Pipelines are builtin names (ecs_windows, sysmon) or YAML file paths, the same as -p. Identical pipeline-sets are deduplicated, so two schemas bound to the same pipelines share one engine. Under the daemon, dynamic pipelines (those with ${source.*} placeholders) bound to a schema are resolved at load time and on hot-reload, the same as the non-routing -p pipelines.

Usage🔗

# One-shot evaluation of a mixed-schema corpus.
cat mixed.ndjson | rsigma engine eval -r rules/ --schema-routing --schema-config schema-config.yml

# Streaming daemon.
rsigma engine daemon -r rules/ --input http --schema-routing --schema-config schema-config.yml

--on-unknown <policy> overrides the config's on_unknown for the run.

Enabling from a config file🔗

The flags map to a schema: block in the config file, under both daemon and eval. A flag always wins over the file:

daemon:
  schema:
    observe: true            # daemon only; counts events per schema
    routing: true
    config: /etc/rsigma/schema.yml
    on_unknown: warn

eval:
  schema:
    routing: true
    config: ./schema.yml
    on_unknown: drop

Schema-derived logsource🔗

When schema routing is combined with logsource routing, the schema rsigma recognizes supplies the event's logsource for conflict-based pruning, even when the event carries no explicit product/service/category field.
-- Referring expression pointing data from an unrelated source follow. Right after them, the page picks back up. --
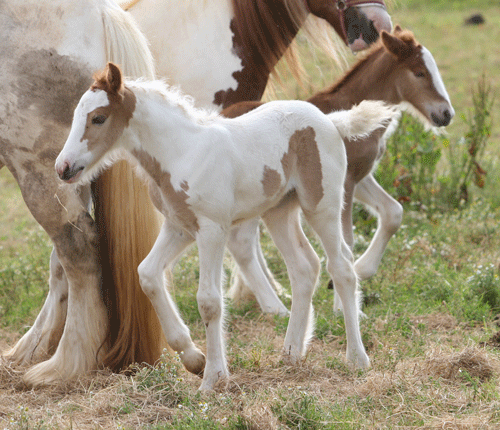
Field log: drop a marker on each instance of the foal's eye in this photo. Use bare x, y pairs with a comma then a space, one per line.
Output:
99, 120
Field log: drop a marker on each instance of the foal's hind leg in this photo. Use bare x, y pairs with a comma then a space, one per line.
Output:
390, 215
41, 340
211, 239
340, 267
283, 223
170, 243
244, 246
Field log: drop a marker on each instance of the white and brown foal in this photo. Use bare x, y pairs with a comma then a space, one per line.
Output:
209, 173
397, 70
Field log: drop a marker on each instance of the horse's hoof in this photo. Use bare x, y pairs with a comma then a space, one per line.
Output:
194, 361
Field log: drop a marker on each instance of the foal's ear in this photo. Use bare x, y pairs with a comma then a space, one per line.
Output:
113, 77
395, 45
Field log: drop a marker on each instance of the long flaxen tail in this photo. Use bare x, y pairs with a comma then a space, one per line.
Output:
363, 119
127, 222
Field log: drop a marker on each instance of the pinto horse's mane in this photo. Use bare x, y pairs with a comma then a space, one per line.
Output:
269, 32
174, 96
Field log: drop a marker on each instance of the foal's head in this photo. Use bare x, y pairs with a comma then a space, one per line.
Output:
416, 77
102, 114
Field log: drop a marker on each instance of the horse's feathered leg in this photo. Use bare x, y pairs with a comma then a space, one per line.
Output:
42, 339
283, 223
170, 243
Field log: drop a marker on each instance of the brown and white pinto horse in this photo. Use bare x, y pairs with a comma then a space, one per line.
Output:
237, 46
176, 147
39, 41
399, 71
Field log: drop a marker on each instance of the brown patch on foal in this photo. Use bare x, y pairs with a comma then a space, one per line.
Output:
118, 113
177, 199
303, 154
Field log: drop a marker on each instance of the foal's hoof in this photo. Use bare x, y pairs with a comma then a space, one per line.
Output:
194, 361
359, 359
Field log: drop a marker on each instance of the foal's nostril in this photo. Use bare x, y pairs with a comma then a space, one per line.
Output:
66, 173
442, 120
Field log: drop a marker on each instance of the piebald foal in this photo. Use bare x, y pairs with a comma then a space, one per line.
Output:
399, 71
212, 172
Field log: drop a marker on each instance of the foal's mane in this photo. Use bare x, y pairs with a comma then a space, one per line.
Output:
173, 95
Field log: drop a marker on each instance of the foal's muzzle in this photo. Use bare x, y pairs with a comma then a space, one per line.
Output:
69, 174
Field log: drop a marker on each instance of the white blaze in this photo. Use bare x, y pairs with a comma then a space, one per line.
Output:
431, 65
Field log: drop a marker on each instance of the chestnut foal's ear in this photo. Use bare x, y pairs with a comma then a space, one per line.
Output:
113, 77
395, 45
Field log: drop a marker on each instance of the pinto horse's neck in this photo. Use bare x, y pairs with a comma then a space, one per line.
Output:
368, 79
162, 118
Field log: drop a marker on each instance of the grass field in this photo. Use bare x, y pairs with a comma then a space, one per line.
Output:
431, 329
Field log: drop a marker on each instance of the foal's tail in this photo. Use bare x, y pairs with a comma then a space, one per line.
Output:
363, 119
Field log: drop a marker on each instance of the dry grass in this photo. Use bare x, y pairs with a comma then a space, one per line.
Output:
444, 386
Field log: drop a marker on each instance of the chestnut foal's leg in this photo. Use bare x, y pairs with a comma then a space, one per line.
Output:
390, 215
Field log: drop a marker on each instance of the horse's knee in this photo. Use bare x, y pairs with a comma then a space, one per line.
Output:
148, 279
209, 305
343, 275
394, 218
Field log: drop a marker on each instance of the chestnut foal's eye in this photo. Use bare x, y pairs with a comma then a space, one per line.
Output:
99, 120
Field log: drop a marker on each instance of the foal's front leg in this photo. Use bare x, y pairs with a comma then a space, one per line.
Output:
211, 240
390, 215
170, 243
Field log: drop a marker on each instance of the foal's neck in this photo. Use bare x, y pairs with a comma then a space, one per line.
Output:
164, 126
367, 80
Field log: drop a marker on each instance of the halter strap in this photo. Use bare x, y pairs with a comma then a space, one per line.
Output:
344, 4
127, 5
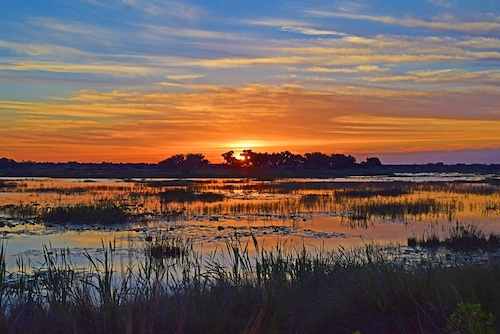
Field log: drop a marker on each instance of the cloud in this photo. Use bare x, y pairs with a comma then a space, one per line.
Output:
186, 76
171, 8
311, 31
65, 27
114, 69
449, 24
444, 76
41, 49
348, 70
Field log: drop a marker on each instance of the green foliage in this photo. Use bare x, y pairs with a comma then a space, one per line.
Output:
471, 318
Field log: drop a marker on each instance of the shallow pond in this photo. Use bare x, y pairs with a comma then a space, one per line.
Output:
318, 213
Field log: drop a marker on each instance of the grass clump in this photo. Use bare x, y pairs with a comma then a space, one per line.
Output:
244, 288
460, 237
102, 213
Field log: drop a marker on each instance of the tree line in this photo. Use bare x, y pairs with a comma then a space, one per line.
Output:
285, 159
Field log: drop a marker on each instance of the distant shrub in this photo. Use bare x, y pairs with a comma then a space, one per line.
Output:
104, 213
183, 195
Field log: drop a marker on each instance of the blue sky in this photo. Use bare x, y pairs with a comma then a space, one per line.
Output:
140, 80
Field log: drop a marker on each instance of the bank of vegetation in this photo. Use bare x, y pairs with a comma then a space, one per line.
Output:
246, 289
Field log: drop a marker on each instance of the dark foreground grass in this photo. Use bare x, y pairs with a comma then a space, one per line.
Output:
461, 237
275, 291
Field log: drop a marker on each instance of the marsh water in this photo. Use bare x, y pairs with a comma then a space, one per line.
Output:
316, 213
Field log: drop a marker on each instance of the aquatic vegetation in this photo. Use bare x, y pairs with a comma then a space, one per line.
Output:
184, 195
245, 287
460, 237
102, 213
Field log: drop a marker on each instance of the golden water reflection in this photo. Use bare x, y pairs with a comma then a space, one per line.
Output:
318, 213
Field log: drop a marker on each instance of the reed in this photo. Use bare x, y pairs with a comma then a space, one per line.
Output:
244, 288
103, 213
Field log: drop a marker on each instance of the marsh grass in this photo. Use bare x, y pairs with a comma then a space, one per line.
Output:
402, 209
187, 195
245, 288
102, 213
460, 237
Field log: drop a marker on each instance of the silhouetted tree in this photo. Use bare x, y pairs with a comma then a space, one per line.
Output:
174, 161
371, 162
230, 159
316, 160
196, 160
342, 161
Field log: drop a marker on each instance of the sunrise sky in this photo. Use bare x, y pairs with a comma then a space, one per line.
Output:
141, 80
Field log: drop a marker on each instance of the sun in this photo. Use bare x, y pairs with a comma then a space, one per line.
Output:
241, 145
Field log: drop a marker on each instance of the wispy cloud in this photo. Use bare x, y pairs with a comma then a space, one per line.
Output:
444, 76
448, 25
171, 8
311, 31
62, 67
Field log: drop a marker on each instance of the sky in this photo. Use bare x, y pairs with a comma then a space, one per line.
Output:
141, 80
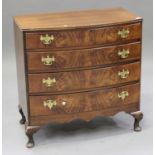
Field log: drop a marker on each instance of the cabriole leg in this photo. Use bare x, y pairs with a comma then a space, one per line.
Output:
23, 120
30, 130
138, 117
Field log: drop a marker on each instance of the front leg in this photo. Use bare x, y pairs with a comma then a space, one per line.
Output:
138, 117
30, 130
23, 119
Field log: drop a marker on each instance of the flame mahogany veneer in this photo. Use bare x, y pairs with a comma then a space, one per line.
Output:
77, 65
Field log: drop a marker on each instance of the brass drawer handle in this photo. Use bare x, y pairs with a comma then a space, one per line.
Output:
49, 82
124, 53
123, 95
123, 33
50, 104
46, 39
123, 74
48, 60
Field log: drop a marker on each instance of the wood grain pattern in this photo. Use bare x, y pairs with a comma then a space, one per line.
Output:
84, 102
84, 79
21, 71
83, 37
86, 116
82, 58
74, 19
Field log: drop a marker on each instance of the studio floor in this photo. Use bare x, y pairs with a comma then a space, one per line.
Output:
103, 135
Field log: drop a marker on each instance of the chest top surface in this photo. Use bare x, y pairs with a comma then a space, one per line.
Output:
74, 19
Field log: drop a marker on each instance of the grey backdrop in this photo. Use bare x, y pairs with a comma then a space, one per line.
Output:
112, 136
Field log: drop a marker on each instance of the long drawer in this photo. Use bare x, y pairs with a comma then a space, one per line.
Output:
82, 37
84, 102
83, 79
60, 60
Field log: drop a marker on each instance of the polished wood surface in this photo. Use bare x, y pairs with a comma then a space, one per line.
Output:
78, 53
85, 79
74, 59
86, 116
84, 102
74, 19
83, 37
21, 72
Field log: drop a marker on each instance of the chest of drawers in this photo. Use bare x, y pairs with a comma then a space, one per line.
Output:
77, 65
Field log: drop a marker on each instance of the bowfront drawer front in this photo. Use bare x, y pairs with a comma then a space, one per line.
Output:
84, 79
60, 60
84, 102
82, 37
118, 34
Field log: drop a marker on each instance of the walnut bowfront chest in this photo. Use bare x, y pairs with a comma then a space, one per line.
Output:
77, 65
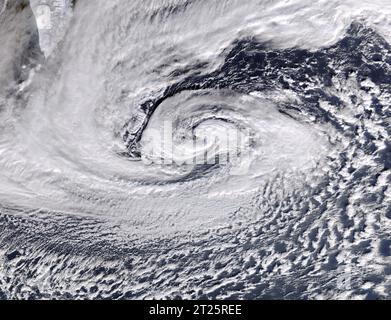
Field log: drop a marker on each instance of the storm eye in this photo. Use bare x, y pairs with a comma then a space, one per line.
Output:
242, 134
43, 14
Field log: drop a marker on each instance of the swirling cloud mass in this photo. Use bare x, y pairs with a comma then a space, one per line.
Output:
195, 149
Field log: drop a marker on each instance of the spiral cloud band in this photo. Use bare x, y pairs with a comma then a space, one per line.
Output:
195, 149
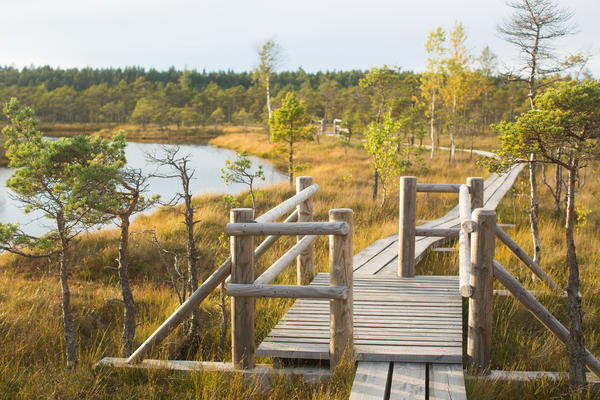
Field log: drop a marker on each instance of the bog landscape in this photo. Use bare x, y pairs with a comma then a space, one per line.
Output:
284, 234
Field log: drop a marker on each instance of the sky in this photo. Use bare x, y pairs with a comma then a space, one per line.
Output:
225, 34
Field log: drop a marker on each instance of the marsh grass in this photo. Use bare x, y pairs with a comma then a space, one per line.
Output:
31, 356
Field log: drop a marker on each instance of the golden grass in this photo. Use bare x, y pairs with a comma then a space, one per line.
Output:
29, 297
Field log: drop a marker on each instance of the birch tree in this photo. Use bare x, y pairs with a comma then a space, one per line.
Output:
433, 78
269, 58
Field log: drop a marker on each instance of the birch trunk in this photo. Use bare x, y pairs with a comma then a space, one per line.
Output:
69, 325
129, 305
533, 212
432, 126
194, 324
575, 345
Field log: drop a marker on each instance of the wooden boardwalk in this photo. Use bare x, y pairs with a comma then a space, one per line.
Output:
395, 319
408, 331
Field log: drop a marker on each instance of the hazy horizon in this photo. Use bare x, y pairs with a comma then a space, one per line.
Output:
224, 35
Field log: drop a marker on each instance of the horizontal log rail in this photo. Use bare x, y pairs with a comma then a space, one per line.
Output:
222, 273
540, 312
441, 232
288, 291
285, 260
282, 209
438, 188
520, 253
297, 228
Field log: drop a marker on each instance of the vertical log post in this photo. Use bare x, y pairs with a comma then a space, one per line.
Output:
476, 190
407, 225
341, 320
242, 308
481, 306
305, 264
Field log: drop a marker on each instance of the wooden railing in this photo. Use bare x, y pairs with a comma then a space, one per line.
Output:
244, 288
301, 203
477, 266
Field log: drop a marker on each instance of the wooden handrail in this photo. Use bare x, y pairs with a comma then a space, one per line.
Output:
464, 266
207, 287
536, 269
438, 188
297, 228
540, 312
280, 210
464, 210
288, 291
278, 266
441, 232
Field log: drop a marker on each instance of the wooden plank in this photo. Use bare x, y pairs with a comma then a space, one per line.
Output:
305, 268
369, 341
278, 266
446, 382
370, 381
310, 374
408, 381
283, 208
287, 291
282, 228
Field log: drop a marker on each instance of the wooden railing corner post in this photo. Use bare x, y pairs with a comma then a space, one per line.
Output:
475, 185
341, 312
305, 263
407, 226
242, 308
481, 306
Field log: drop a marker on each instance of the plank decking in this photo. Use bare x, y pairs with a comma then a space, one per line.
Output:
407, 331
395, 319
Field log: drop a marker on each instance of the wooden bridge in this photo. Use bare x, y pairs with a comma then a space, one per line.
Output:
405, 330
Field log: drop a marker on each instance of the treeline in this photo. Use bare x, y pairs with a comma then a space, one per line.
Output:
191, 98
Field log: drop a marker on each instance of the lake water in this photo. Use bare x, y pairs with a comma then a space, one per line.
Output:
206, 160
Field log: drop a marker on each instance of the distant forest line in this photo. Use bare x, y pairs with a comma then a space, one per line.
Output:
192, 98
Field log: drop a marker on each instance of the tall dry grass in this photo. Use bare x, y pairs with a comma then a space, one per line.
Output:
31, 356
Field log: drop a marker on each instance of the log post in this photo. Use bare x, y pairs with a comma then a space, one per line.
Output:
481, 306
341, 320
242, 308
305, 264
407, 226
476, 188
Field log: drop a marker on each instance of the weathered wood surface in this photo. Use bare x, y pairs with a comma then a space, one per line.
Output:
381, 257
406, 226
481, 303
541, 313
401, 319
341, 311
296, 228
370, 381
408, 381
242, 308
280, 210
285, 260
288, 291
446, 382
210, 284
305, 268
309, 374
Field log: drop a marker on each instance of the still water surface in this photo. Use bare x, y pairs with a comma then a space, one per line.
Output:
206, 160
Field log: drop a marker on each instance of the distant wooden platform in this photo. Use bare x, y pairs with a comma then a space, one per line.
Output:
395, 319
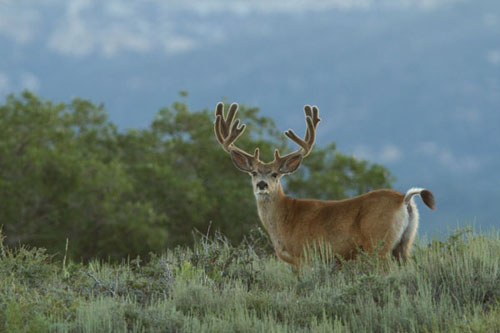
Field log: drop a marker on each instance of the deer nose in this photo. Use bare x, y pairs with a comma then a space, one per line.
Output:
262, 185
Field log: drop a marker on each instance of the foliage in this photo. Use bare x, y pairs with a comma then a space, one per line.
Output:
66, 172
451, 285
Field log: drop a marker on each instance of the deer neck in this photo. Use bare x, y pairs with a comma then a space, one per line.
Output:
273, 212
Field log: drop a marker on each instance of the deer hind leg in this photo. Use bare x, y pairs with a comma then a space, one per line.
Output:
403, 248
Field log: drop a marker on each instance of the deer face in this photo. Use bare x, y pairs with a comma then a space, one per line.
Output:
265, 176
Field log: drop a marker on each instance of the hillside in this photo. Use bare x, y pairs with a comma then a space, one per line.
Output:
447, 286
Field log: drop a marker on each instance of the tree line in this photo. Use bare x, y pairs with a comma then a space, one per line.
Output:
68, 172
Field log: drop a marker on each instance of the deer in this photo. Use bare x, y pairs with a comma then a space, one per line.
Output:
382, 222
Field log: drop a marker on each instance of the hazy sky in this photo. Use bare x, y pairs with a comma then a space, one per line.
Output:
412, 84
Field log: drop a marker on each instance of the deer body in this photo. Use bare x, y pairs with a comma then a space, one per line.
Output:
382, 220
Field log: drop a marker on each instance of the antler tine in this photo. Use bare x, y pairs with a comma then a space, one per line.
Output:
306, 144
227, 130
313, 114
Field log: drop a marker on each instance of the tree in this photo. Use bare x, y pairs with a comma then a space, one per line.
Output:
67, 172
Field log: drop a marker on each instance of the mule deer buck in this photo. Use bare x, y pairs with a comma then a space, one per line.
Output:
382, 220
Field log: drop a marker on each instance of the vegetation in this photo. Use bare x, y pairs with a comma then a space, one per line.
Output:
67, 172
449, 286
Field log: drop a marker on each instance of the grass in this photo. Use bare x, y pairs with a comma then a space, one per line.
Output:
447, 286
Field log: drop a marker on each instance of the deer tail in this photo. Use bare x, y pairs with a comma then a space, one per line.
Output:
425, 194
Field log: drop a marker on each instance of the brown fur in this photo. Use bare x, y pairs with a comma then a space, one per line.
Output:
366, 222
384, 220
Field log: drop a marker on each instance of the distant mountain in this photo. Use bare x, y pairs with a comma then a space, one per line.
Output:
416, 89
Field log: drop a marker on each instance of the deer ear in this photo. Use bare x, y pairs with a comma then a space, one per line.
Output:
291, 164
240, 161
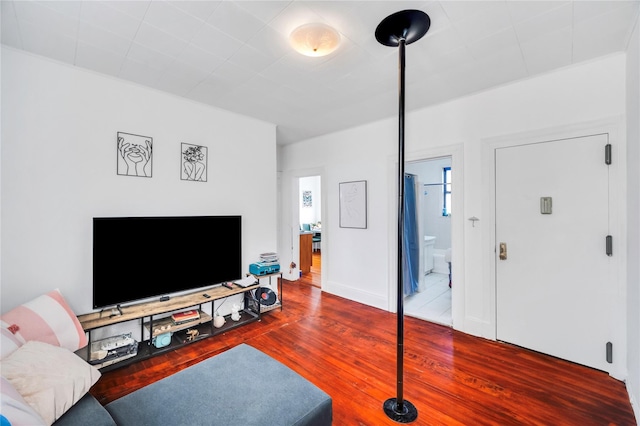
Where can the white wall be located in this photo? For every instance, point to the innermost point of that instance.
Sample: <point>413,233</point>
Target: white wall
<point>358,265</point>
<point>633,214</point>
<point>58,164</point>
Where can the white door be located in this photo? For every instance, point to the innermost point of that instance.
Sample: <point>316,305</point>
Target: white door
<point>554,289</point>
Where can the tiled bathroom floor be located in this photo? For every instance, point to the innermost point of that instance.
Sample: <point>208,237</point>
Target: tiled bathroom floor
<point>434,303</point>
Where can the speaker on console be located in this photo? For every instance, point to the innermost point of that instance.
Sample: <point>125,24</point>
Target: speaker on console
<point>162,340</point>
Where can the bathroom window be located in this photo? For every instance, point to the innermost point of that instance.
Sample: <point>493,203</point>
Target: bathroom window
<point>446,189</point>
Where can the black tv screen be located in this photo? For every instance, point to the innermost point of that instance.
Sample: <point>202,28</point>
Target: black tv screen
<point>141,257</point>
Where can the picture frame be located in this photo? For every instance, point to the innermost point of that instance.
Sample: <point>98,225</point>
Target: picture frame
<point>193,162</point>
<point>134,155</point>
<point>353,204</point>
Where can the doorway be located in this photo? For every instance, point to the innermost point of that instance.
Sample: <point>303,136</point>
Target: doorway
<point>554,279</point>
<point>310,217</point>
<point>432,300</point>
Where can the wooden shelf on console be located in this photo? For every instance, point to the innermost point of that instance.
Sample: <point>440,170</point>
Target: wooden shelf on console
<point>145,312</point>
<point>104,318</point>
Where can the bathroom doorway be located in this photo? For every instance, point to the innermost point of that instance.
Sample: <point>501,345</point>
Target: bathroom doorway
<point>431,300</point>
<point>310,217</point>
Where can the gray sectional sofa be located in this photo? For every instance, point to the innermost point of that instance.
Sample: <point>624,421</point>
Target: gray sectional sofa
<point>240,387</point>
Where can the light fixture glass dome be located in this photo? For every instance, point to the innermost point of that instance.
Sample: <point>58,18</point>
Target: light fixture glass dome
<point>314,39</point>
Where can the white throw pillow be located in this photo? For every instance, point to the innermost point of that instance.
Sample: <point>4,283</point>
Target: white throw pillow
<point>50,378</point>
<point>15,409</point>
<point>47,318</point>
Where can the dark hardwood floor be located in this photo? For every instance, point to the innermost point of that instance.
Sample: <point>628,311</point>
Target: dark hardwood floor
<point>349,350</point>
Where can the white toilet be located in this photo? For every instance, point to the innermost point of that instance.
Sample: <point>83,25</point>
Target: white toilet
<point>429,242</point>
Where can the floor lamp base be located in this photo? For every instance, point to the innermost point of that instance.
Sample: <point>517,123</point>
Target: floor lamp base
<point>407,414</point>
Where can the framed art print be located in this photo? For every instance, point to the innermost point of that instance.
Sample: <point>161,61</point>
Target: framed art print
<point>353,204</point>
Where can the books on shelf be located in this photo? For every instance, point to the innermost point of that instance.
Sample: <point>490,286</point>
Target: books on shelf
<point>269,257</point>
<point>185,316</point>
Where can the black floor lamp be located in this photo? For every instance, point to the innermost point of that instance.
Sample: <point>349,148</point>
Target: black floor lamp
<point>398,30</point>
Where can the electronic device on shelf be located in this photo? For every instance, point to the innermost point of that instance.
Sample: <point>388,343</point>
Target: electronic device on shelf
<point>118,347</point>
<point>264,268</point>
<point>113,342</point>
<point>164,257</point>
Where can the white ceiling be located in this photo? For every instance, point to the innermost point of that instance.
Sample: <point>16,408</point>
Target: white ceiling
<point>235,54</point>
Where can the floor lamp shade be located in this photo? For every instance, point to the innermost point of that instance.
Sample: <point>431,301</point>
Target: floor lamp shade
<point>398,30</point>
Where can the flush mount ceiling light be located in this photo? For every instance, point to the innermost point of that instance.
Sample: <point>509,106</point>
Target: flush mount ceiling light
<point>314,39</point>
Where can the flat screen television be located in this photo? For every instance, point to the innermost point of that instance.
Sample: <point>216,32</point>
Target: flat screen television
<point>136,258</point>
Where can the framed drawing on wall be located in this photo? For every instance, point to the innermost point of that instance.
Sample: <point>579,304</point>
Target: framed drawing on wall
<point>353,204</point>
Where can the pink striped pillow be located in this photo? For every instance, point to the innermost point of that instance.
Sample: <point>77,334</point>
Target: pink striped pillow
<point>14,408</point>
<point>47,318</point>
<point>9,342</point>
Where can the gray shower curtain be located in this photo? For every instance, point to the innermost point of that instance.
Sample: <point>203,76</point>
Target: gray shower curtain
<point>411,239</point>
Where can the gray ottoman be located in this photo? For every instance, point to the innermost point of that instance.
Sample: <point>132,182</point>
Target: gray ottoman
<point>239,387</point>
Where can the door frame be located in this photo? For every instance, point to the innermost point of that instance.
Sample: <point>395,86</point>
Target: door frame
<point>614,129</point>
<point>456,152</point>
<point>294,225</point>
So an event recognized as sysmon implies product: windows, service: sysmon, and a Cisco or Linux rule is pruned instead of false-positive matching on a mapped field.

Built-in implied logsources cover the platform-locked schemas: sysmon (windows/sysmon), windows_eventlog (windows), and the two ECS platform specializations ecs_windows (windows) and ecs_linux (linux). The plain cross-platform schemas (ecs, ocsf, cef, generic_json) imply nothing, because they carry events from many platforms.

An ECS event that also carries a platform marker (winlog.*, host.os.type) classifies as ecs_windows/ecs_linux and gets the platform for pruning automatically. These specializations are aliases of ecs (see below), so an existing ecs binding still matches them, no config change needed. For a source ECS routes without a marker, point the logsource extractor at the event's own OS field instead (--logsource-field-map product=host.os.type).

Schema aliases🔗

An alias makes one schema route as another: an event classified as the alias is dispatched as though it were the canonical schema, so a single binding covers a family of related schemas. The built-in ecs_windows and ecs_linux alias to ecs. Declare your own under routing.aliases:

routing:
  aliases:
    my_vendor_win: my_vendor
  bindings:
    - schema: my_vendor
      pipelines: [my_vendor_map.yml]

Aliasing affects routing only: the alias keeps its own classification label and implied logsource (so ecs_windows still contributes product: windows), but binds where its canonical binds. A direct binding for the alias itself always takes precedence over the alias.

Attach or override a schema's implied logsource per binding:

routing:
  bindings:
    - schema: ecs_windows
      pipelines: [ecs_windows]
      logsource:
        product: windows
    - schema: my_vendor
      pipelines: [my_vendor_map.yml]
      logsource:
        product: linux
        custom:
          tenant: acme

Resolution per event is explicit event field, then the static --event-logsource, then the schema-derived logsource, then any format default, then unset (fail-open). This prunes only at product/service granularity; category-level pruning inside one product (for example process_creation versus ps_script) still needs the event to assert a category or a pipeline to derive it.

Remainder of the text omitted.